Left: Skin cells – dermal fibroblasts – spreading in a 3D collagen matrix. Image by Claudia Navarro-Requena

“So far, the application of these therapies is hampered by high costs, a lack of standardization, no scalable processes, and storage and regulatory issues – as well as a lack of real evidence that they work,” explains Oscar Castaño, senior researcher in the IBEC group and assistant professor at the UB. “To address this, we suggest concentrating on biomaterials that can act as platforms to generate stimuli that can promote the type of cell activity that encourages skin regeneration.”

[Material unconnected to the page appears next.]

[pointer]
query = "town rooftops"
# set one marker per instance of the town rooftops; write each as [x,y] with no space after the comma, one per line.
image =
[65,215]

This strategy of tissue regeneration in situ uses the body’s own capacity for regeneration by mobilizing host endogenous stem cells or tissue-specific progenitor cells to the wound site to promote repair and regeneration. “The aim would be to create instructive microenvironments that combine biomaterial supports with the many different signal cues that happen in wound healing,” says Oscar. “They’d regulate the spatio-temporal delivery of the proper signalling based on the biological mechanisms of the various events that occur.”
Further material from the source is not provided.